“Data-Driven Thinking” is written by members of the media community and contains fresh ideas on the digital revolution in media.
Today’s column is written by Nanda Kishore, chief technology officer at ShareThis.
When you’re an Olympic sprinter, the only thing that matters is speed. But when you’re an online advertiser, you need more than just speed to beat the competition.
For the past couple of years, online advertisers have focused on low latency as a goal. The basic idea is relatively simple: The faster you get your ad in front of an interested consumer, the better. While the idea may seem simple, simultaneously serving ads in real time and in a relevant context has proven to be one of the more difficult challenges facing modern brands.
When I talk to marketers about achieving speed and context in the same moment, I like to say that we’re moving beyond low latency and toward high predictability. But how do we take this from an idea to an actual practice?
The answer is twofold. The first step lies in developing organizational and technical expertise in processing vast data sets that contain online user behaviors. In analyzing these data sets, we build models and predictions and identify emerging trends. The ability to then apply the resulting insights to advertising campaigns is key to the relevancy component.
The next step in the process is establishing context. The analysis of data and application of insights must happen in near real time. This insures that brands maximize the opportunity to reach the right consumers at the right time and context.
For example, consider a consumer electronics advertiser interested in reaching potential buyers of its newly launched product. Its target customer skews toward middle-aged males, with average household income; all of this information is slow or static data. This specification may be viewed as a general guideline, but not a guarantee, of likely purchasers.
During the campaign, a subset of this audience pool engages in online activity of interest, such as sharing product reviews with friends online, presumably to solicit advice and input, or browsing relevant product informational content of competing products. Further, real-time feedback data on the campaign indicates strong correlation with sports content as a positive context for ad response.
These signals represent fast or dynamic data, and when applied to predictive models, it may score this audience subset as most likely to purchase. The ability to process, compute and leverage these signals and resulting insights in near real time can yield higher than average ROI for the advertiser. It is critical to reach the audience most likely to engage at or near the “moment of truth.”
Understanding Online Inventory
It’s important to remember that while it’s fairly easy to predict the traffic and audience of an entire website, it’s not so easy to understand the life cycle of a specific URL, article or trend. This activity fluctuates on an hourly basis, and brands need to be agile enough to reach consumers when they are engaging with this trending content.

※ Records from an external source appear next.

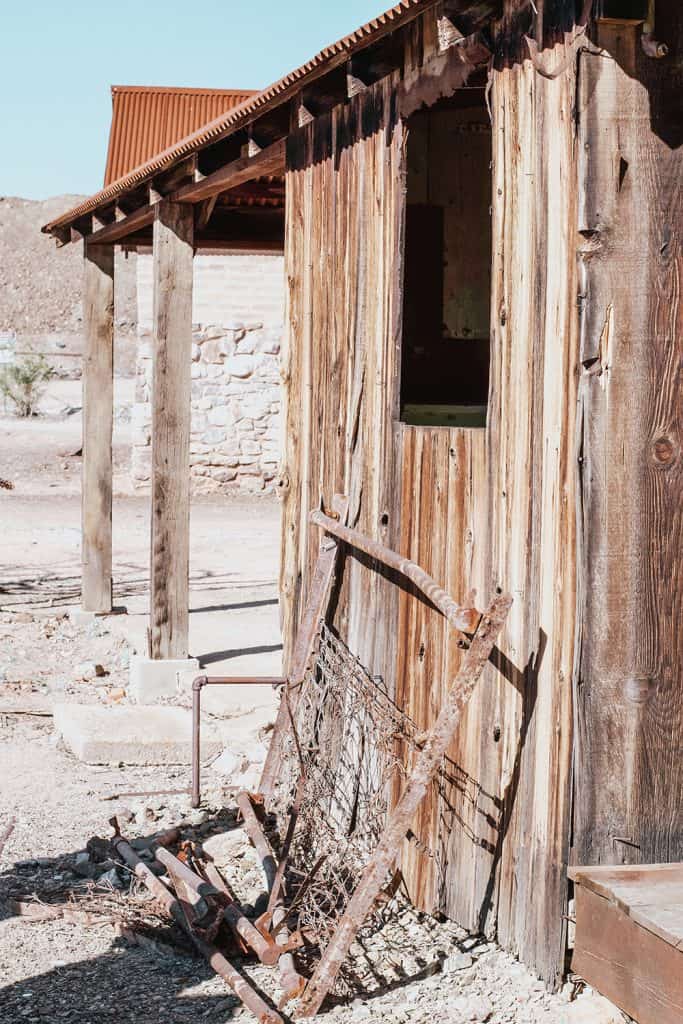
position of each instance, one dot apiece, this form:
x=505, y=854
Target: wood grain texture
x=170, y=429
x=97, y=426
x=637, y=970
x=474, y=508
x=629, y=773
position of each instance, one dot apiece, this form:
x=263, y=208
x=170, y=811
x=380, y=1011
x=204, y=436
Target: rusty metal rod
x=388, y=849
x=259, y=839
x=240, y=985
x=462, y=619
x=220, y=964
x=293, y=983
x=266, y=951
x=198, y=686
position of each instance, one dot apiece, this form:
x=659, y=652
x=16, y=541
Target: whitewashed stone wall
x=236, y=422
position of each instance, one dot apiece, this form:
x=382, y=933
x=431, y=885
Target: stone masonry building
x=238, y=312
x=239, y=299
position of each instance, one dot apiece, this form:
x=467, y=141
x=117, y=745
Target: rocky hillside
x=40, y=286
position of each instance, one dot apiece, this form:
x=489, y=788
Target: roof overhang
x=249, y=141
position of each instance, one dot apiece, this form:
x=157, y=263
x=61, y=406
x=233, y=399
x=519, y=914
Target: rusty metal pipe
x=266, y=950
x=293, y=983
x=140, y=869
x=221, y=966
x=198, y=685
x=462, y=619
x=240, y=985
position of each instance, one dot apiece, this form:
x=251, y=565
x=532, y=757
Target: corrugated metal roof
x=247, y=112
x=148, y=119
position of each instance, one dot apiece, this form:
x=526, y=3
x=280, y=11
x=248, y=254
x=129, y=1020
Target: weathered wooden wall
x=629, y=776
x=573, y=506
x=475, y=508
x=497, y=508
x=344, y=204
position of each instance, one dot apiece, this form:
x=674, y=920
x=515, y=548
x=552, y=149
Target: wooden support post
x=173, y=229
x=97, y=424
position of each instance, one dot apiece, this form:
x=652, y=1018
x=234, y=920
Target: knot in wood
x=664, y=453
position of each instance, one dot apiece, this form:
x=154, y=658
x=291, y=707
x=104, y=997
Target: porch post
x=97, y=423
x=172, y=338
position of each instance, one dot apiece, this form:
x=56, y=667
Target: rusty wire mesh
x=347, y=754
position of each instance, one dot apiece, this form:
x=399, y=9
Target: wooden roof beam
x=121, y=228
x=265, y=162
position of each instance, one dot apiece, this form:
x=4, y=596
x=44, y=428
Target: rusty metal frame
x=399, y=820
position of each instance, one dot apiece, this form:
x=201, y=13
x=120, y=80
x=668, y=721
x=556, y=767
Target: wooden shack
x=482, y=239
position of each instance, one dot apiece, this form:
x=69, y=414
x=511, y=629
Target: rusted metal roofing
x=148, y=119
x=250, y=110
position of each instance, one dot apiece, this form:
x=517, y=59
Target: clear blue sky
x=57, y=60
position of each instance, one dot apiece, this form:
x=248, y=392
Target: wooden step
x=629, y=942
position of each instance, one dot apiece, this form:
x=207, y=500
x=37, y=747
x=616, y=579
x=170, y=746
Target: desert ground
x=79, y=943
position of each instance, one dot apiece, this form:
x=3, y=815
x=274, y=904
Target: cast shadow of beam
x=225, y=655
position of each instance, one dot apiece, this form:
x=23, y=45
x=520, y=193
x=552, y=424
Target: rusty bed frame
x=479, y=631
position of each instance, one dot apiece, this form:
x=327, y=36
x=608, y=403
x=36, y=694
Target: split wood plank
x=170, y=429
x=629, y=773
x=650, y=894
x=97, y=427
x=315, y=607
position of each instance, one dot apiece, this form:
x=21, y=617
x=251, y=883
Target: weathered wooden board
x=344, y=196
x=474, y=508
x=629, y=765
x=97, y=425
x=638, y=970
x=170, y=429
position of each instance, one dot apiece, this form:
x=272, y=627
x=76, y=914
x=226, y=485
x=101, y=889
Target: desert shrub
x=25, y=382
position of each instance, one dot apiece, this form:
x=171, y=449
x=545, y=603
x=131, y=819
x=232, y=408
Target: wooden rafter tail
x=316, y=604
x=399, y=820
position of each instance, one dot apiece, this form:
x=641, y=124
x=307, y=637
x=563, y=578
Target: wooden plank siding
x=630, y=691
x=476, y=508
x=344, y=208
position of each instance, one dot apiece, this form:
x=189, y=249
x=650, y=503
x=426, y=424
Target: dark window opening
x=446, y=265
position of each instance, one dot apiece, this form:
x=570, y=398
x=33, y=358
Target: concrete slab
x=152, y=680
x=133, y=735
x=81, y=617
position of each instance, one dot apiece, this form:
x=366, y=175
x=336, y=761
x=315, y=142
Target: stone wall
x=238, y=307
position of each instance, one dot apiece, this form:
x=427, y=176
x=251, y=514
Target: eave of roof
x=146, y=119
x=241, y=116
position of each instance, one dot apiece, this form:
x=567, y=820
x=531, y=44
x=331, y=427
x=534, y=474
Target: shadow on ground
x=122, y=985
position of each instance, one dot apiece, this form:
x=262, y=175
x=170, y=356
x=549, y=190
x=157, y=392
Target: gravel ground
x=83, y=971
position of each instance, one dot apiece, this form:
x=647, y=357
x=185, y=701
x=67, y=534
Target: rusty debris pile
x=345, y=775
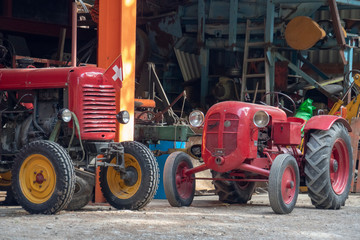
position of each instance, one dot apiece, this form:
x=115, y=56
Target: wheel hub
x=40, y=178
x=290, y=184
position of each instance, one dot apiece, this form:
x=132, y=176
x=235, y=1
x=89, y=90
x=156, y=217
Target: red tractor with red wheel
x=245, y=143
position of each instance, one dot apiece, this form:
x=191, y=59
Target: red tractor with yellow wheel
x=57, y=126
x=245, y=143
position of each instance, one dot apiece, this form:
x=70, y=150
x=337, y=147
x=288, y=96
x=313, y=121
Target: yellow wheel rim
x=117, y=186
x=37, y=178
x=5, y=179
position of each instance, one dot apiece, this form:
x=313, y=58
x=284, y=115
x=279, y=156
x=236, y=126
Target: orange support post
x=117, y=35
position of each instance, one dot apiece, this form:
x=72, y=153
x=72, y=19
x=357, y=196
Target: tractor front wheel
x=179, y=188
x=284, y=183
x=43, y=177
x=328, y=167
x=139, y=188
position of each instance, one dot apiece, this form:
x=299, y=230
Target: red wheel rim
x=184, y=184
x=339, y=166
x=288, y=185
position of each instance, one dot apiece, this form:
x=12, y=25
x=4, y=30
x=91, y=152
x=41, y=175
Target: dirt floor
x=207, y=218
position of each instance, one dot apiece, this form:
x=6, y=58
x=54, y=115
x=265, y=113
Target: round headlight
x=196, y=118
x=261, y=119
x=123, y=117
x=65, y=115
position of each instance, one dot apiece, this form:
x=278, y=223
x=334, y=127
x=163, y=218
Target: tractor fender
x=324, y=122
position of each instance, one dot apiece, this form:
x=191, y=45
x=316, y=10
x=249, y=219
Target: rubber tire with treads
x=60, y=163
x=142, y=157
x=283, y=198
x=319, y=150
x=82, y=195
x=232, y=191
x=179, y=189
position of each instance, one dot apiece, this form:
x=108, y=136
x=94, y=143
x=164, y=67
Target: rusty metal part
x=159, y=115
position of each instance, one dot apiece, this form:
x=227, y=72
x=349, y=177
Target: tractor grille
x=99, y=110
x=222, y=132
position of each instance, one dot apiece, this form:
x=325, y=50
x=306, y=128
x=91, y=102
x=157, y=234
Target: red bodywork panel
x=91, y=96
x=230, y=135
x=324, y=122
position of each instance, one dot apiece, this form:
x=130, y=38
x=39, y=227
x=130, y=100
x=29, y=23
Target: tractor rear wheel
x=328, y=167
x=179, y=188
x=5, y=185
x=232, y=191
x=43, y=177
x=284, y=181
x=137, y=191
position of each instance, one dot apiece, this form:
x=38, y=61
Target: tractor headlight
x=196, y=118
x=64, y=115
x=261, y=119
x=123, y=117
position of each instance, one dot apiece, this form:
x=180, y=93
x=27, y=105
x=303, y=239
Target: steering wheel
x=279, y=102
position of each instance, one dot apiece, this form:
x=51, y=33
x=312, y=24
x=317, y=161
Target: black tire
x=284, y=182
x=320, y=171
x=178, y=193
x=232, y=191
x=5, y=185
x=43, y=177
x=136, y=195
x=83, y=194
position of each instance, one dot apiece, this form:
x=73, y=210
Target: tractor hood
x=42, y=78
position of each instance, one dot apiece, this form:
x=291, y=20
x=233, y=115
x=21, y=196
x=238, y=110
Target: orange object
x=99, y=197
x=117, y=35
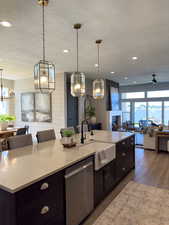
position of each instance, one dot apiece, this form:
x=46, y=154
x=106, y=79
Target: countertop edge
x=13, y=191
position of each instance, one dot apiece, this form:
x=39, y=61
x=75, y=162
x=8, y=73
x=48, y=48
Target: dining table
x=9, y=132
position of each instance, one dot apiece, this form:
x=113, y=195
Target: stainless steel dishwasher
x=79, y=192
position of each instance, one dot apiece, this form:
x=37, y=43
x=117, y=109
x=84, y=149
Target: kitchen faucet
x=82, y=132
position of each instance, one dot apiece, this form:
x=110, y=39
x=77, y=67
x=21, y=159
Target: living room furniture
x=161, y=141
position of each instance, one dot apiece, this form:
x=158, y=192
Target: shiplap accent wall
x=58, y=105
x=10, y=103
x=145, y=87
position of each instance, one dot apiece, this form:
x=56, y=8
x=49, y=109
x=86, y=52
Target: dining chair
x=45, y=135
x=21, y=131
x=19, y=141
x=67, y=128
x=85, y=128
x=27, y=128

The nature of online inventory and audience behavior is more volatile and less predictable than ever, so to maintain relevancy in messaging and timing, advertisers need to first understand these granularities. Developing predictive models for campaigns has become key for brands to navigate this volatility in order to successfully reach their target consumers. Although we may have landed on a solution, like most things, it is easier said than done.
Data Enables Development Of Predictive Models
When online advertising began, marketers simply assumed it would be a faster, cheaper and more efficient version of traditional advertising. As a result of their limited understanding, they tended to rely on static data such as age, gender, income and geographic location.
Today, we are much more interested in using dynamic data gleaned from active behaviors such as browsing and content sharing. Combining that static data with fast changing behaviors will bring advertisers closer to predicting the precise moments that consumers are ready to buy in, or will react positively to their advertisement.
Smart marketers will take the time and effort necessary to find the right context for the ads, but just because the industry understands the need for context, it doesn’t mean we’ve cracked the code on how to achieve it.
It would be nice if the complexities of online advertising could be reduced to a simple metric, but that’s not likely to happen. Winning this race will require a combination of dynamic data, predictive analytics and great marketing insight. Speed alone won’t bring home the gold.